お読みいただきありがとうございます。
さて、神功皇后幻想 参 西遷一路 第5話、吉備津彦の裔 で、
古代史好きの方なら一読しておわかりの、魏志倭人伝を引用しました。
(オタクっぽく書けば、魏志烏丸鮮卑東夷伝の倭人条ですね)
で、その流れで、伽耶(加羅)の国についての、見慣れない、それらしい文章があったのにお気づきでしょうか。
「国は鉄を出し、韓、濊、倭はみな従いてこれを取る。諸市で買うにみな鉄を用ひるは、中国が銭を用ひるが如し。また、以って二郡にも供給す。」
検索いただくとすぐわかることですが、これは魏志の韓伝です。倭人条の前後(どっちか忘れましたが)に記載されている内容です。
邪馬台国という、古代ロマンの極致があるため、倭人条に関する研究や書籍は星の数ほどありますが、「韓伝」に関する書籍、研究は、圧倒的に少ないのが現状です。
しかし、日本の成り立ち、国際関係において外すことのできない朝鮮半島についての記述について、興味関心にここまで落差があるというのは、見落としレベルではないかなと感じます。
かくいう自分自身も、神功皇后の物語を書き進めていけば、朝鮮半島についていつか書かないとなあ、と思っていたところ、「そういえば、韓伝ってどうだっけ?」と思い出して読んだ、というのが実態ではあります。
さて、魏志韓伝。邪馬台国と同時代の韓について書かれた文章で、日本では研究書もネットも皆無とはいかないまでも、圧倒的に少ないのですが、ななんと!調べ始めた矢先、「魏志の解読 卑弥呼と辰王の死」孫栄健 著 言視舎(2026/2/1 電子版発行)を発見しました。
韓伝の解説書です!これこそ、神功皇后さまのお導き!
辰王というのは、卑弥呼と同時期に死んだ韓の王様ですね。
孫栄健さんは、春秋公羊学の観点から、魏志倭人伝を読み解き、「【決定版】邪馬台国の全解決 中国「正史」がすべて解いていた」という書籍を発行されています。こういうアプローチの研究は、寡聞にして他に見たことがないです。

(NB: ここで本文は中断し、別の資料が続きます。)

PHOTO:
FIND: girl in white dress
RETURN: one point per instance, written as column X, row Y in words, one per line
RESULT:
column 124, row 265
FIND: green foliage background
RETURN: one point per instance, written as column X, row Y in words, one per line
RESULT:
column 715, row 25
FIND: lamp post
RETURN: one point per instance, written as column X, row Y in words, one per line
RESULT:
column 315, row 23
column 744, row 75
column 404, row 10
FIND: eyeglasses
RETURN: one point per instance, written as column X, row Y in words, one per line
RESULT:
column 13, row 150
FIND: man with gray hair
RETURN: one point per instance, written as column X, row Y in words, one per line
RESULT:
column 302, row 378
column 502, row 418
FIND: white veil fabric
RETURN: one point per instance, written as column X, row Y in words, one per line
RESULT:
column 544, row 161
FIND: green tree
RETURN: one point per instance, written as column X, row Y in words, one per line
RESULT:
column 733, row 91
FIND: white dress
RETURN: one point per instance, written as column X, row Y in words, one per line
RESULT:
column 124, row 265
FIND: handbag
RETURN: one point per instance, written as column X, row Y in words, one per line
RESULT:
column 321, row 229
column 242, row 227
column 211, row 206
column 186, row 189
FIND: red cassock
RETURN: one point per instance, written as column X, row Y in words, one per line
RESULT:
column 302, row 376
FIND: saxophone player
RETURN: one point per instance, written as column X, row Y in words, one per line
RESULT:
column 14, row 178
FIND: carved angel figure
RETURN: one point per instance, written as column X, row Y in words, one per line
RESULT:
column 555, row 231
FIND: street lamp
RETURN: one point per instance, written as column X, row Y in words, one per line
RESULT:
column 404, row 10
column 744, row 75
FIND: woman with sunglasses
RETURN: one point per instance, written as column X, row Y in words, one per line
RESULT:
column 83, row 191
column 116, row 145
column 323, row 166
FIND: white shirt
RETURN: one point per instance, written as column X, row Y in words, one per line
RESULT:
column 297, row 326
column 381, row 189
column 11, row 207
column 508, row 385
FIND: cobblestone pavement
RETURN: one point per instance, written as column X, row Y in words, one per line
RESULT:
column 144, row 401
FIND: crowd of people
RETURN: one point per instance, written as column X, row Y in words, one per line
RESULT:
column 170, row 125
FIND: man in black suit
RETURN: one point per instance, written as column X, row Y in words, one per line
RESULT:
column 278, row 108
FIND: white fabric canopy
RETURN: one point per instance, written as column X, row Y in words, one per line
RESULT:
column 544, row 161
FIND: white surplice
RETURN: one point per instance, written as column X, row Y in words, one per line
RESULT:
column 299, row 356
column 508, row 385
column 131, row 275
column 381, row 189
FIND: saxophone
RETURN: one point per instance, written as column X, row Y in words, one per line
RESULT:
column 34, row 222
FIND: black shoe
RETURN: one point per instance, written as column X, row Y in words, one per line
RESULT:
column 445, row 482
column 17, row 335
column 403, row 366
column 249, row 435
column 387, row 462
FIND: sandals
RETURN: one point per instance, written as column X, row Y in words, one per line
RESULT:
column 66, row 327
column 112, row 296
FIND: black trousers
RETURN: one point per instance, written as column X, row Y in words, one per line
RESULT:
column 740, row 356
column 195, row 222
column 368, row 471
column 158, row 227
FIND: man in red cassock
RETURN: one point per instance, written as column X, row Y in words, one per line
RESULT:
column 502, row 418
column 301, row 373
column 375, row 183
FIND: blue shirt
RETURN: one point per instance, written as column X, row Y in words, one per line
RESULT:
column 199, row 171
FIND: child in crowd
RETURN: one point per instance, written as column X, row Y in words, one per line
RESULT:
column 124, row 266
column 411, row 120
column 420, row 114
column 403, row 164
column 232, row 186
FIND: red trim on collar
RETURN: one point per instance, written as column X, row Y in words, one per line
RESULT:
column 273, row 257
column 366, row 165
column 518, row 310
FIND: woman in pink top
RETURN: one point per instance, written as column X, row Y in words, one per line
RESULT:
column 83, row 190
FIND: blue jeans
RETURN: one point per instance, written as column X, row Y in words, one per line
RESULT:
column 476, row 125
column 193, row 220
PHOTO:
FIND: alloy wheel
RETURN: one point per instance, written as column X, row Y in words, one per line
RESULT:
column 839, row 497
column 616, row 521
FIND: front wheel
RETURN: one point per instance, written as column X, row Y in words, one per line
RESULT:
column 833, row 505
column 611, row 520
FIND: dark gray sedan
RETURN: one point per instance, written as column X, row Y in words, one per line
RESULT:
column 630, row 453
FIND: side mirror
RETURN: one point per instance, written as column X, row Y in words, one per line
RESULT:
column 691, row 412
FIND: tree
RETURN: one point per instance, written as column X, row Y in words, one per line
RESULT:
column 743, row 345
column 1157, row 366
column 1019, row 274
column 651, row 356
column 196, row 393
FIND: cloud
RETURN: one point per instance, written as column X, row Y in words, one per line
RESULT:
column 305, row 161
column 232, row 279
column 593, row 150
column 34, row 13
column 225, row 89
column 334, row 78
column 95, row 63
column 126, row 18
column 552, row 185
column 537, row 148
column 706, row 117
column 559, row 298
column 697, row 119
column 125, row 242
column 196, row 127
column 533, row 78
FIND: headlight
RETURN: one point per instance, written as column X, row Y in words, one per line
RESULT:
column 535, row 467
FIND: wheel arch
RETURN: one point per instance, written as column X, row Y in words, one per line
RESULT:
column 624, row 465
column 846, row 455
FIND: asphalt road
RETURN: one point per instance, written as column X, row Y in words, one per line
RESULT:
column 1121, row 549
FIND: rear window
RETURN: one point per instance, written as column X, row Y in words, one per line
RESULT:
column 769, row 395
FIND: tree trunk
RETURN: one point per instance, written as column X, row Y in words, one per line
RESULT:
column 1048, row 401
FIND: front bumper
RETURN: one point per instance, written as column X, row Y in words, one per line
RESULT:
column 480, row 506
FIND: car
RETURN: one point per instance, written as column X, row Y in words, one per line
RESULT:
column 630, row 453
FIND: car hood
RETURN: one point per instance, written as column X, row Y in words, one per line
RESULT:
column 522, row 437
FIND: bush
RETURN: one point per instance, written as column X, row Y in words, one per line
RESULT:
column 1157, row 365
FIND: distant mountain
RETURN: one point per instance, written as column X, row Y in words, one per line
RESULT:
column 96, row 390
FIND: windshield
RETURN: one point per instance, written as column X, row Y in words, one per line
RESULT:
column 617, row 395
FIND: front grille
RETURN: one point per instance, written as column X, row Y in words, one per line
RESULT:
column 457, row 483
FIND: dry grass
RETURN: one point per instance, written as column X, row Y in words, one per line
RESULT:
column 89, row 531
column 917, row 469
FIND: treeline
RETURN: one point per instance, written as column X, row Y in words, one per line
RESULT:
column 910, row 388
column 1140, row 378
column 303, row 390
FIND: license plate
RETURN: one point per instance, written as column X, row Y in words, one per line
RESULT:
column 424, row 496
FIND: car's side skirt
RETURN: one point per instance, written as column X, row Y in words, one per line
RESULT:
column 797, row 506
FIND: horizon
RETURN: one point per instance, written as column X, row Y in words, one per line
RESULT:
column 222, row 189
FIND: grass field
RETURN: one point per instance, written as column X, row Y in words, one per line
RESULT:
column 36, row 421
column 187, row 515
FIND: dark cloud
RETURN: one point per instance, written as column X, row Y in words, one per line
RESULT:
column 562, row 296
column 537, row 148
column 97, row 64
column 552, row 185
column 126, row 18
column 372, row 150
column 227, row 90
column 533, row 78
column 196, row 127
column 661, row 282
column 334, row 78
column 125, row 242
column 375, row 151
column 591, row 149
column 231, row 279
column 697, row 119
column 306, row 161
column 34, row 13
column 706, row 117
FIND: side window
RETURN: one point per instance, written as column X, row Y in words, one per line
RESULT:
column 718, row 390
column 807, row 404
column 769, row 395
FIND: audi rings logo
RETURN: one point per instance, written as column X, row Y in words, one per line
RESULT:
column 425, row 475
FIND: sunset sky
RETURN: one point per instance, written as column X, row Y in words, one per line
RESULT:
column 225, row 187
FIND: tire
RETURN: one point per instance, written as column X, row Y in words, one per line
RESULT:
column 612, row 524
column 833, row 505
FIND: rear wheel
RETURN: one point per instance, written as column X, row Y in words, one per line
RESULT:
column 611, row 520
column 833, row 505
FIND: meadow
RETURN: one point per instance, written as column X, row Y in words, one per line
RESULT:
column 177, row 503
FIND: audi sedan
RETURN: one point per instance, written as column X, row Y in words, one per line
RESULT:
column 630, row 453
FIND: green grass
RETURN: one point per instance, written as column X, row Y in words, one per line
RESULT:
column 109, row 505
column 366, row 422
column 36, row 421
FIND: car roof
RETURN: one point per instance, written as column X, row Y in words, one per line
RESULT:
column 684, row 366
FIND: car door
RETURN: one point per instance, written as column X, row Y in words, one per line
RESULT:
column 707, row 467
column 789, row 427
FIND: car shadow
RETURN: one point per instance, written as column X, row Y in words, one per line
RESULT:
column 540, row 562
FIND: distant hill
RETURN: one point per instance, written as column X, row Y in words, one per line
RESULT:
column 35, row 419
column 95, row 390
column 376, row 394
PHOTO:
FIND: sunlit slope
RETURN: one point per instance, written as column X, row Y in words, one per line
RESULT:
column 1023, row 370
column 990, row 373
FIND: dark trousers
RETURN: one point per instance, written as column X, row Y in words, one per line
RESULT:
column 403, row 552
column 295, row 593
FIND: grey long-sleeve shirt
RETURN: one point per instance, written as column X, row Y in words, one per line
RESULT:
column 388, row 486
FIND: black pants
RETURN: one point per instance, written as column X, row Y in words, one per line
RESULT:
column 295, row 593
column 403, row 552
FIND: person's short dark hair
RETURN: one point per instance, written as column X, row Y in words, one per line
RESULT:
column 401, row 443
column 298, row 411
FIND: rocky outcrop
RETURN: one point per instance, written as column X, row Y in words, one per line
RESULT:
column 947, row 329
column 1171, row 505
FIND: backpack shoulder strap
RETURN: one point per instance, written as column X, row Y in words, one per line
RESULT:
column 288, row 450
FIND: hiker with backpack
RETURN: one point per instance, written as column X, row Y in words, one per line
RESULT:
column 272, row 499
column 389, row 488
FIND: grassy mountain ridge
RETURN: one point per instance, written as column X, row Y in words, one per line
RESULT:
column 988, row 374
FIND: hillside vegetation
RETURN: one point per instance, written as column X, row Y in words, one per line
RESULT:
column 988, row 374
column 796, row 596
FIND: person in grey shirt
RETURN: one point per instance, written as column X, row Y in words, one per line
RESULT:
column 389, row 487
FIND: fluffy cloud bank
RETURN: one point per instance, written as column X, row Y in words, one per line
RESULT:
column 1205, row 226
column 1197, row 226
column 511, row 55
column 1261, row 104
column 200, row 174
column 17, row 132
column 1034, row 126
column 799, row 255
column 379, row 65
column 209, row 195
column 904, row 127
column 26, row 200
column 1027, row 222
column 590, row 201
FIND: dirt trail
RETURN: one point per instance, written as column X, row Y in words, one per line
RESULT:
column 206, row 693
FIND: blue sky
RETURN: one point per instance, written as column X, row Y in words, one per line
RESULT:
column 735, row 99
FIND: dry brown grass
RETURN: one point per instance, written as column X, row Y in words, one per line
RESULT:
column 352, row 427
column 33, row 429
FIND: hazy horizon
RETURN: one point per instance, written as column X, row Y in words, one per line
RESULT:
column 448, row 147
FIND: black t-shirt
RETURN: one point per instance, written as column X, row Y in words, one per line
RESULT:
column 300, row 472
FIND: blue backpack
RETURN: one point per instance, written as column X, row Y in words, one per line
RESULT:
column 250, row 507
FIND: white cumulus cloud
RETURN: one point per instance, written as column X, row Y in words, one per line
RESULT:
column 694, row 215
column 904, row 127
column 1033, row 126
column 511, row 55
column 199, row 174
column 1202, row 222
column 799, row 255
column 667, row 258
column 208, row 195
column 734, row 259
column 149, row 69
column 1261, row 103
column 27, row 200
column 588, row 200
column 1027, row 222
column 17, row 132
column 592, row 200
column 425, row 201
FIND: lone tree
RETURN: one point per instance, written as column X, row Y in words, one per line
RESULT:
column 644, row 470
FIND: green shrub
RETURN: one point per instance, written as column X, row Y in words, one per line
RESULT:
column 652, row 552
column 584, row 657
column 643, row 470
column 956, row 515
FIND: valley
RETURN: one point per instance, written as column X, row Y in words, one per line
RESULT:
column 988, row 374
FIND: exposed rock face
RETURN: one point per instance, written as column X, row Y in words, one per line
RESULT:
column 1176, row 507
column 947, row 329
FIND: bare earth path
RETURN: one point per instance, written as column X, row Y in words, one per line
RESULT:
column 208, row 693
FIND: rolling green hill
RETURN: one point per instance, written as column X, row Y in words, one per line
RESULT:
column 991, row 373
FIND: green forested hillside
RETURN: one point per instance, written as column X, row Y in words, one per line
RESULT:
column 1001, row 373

夏至近い季節ではなく、秋の夜長にじっくり読んでいただきたい、古代史好き、邪馬台国好き、ミステリ好きなら一読をおすすめする名著です。
拙著では、武内宿禰の名前を「夜也久」としていますが、そろそろ誰だかわかります、よね、というところにやってきました。そう、あのひとです。
引き続き、神功皇后の物語をどうぞよろしくお願いします。